GST: Bombay High Court Restricts Taxpayers’ Ability To Use Credits
The tax department has the power to impose a time limit for use of accumulated credits from the erstwhile indirect tax regime, the Bombay High Court has held.
Since high courts of Haryana, Calcutta, Delhi, Karnataka, Madras and Himachal Pradesh have dismissed such restrictions on taxpayers, the matter will now need to be settled by the Supreme Court, experts told BloombergQuint.
The Bombay High Court judgment comes as a setback for companies that, for some reason or the other, were not able to upload details through form Tran-1 and transition the credit balance to the GST regime, Rajat Bose, partner at Shardul Amarchand Mangaldas, said.
Transitional Credit: Story So Far
When the goods and services tax was introduced in June 2017, it had allowed taxpayers to carry forward accumulated input tax credits.
Input tax credit is the tax paid on inputs. Businesses get a credit for this to deduct from the tax on the output so as to avoid double taxation and pay tax only on the value added.
After several extensions, businesses were asked to file form TRAN-1 by Dec. 27, 2017. Those facing technical difficulties have been given time till March 31, 2020. This was done by department by using its powers under Rule 117 of the Central GST Act.
Taxpayers across the country challenged this rule. Broadly, they have argued that Rule 117, which allows the department to prescribe a time limit to file the form, is ultra vires. And that input tax credit is a right, and not a concession given to taxpayers.
But the department’s stance has been that this credit could’ve been disallowed under the older regime but it was allowed to carry forward as a concession. Input tax credit is in the nature of an exemption. It’s not a matter of right — this fact has been affirmed by courts through various judgments. And finally, the department can accommodate cases where the failure to file the form is attributable to technical difficulty.
Transition Credit: Bombay High Court View
The Bombay High Court agreed with the tax department’s stance and upheld the legal validity of the time limit imposed for filing of form TRAN-1. The reference to input tax in the CGST Act is in nature of a concession. It is not by way of a right. The credit, which might have lapsed due to change in tax regime, was in fact, allowed to be carried forward by the tax department, the high court has said.
Input tax credit can be regulated through time limits, which are required for efficient administration of the tax system in public interest. Transitional provisions would become unworkable if no time limit was prescribed. – Bombay High Court
A registered business can file TRAN-1 under extended timelines—March 31, 2020—only if the delay is on account of any ‘technical difficulty’. The delay, however, must be attributable to the GST portal and issues like ‘lack of internet connectivity’ or power failure are not technical difficulties, the court has said in its order.
The high court has held so in the case Nelco Ltd., which had challenged the constitutional validity of time limits for filing TRAN-1. Nelco had argued that it could not file the form due to “technical difficulties” and would lose out on availing the accrued CENVAT credit if it was not allowed to file.
But the high court dismissed the company’s arguments on grounds that its failure to file form TRAN-1 cannot be traced to a ‘technical difficulty’.

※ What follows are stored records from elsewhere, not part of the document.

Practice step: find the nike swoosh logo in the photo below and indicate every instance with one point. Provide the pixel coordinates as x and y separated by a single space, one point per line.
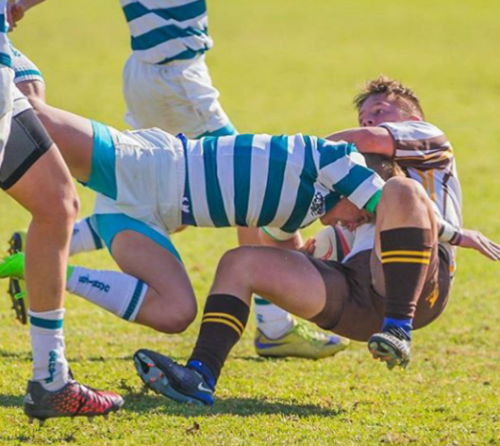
269 345
203 388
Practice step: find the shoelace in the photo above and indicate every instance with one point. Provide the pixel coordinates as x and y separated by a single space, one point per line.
86 395
399 333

The judgment will impact existing cases, especially if businesses are unable to prove that technical glitches faced were on behalf of the GST portal, Anish Tripathi, an independent GST consultant, told Bloomberg Quint. “In effect, this ruling has shut the door for taxpayers who have been unable to transition the outstanding credit to the new GST regime,” Tripathi said.
The Retrospective Amendment Twist
Bose pointed to a contrary ruling by other high courts who have held the right to transition CENVAT credit into the GST regime as an ‘indefeasible right’, which cannot be curtailed by providing a time limit. But the government has brought in a specific retrospective amendment under Budget 2020 to negate these precedent, he said.
Section 140 of CGST Act has been amended effective July 2017 to say that CENVAT credit has to be furnished by taxpayers “within such time and in such manner as may be prescribed”. This has been done to give statutory backing to the department’s stance, experts said.
The GST department is likely to rely on the Bombay High Court ruling to issue notices for recovery of credits, especially in light of the amendment to section 140, Bose said.
Companies adversely affected due to the retrospective amendment can approach the court and challenge the amendment as there are precedents where it has been held that vested rights cannot be taken away by retrospective amendments.Rajat Bose, Partner, Shardul Amarchand Mangaldas
Taxpayers are likely to lose out on rightly accrued input tax credit in any case, either due to denial or an expensive and prolonged litigation, Tripathi said.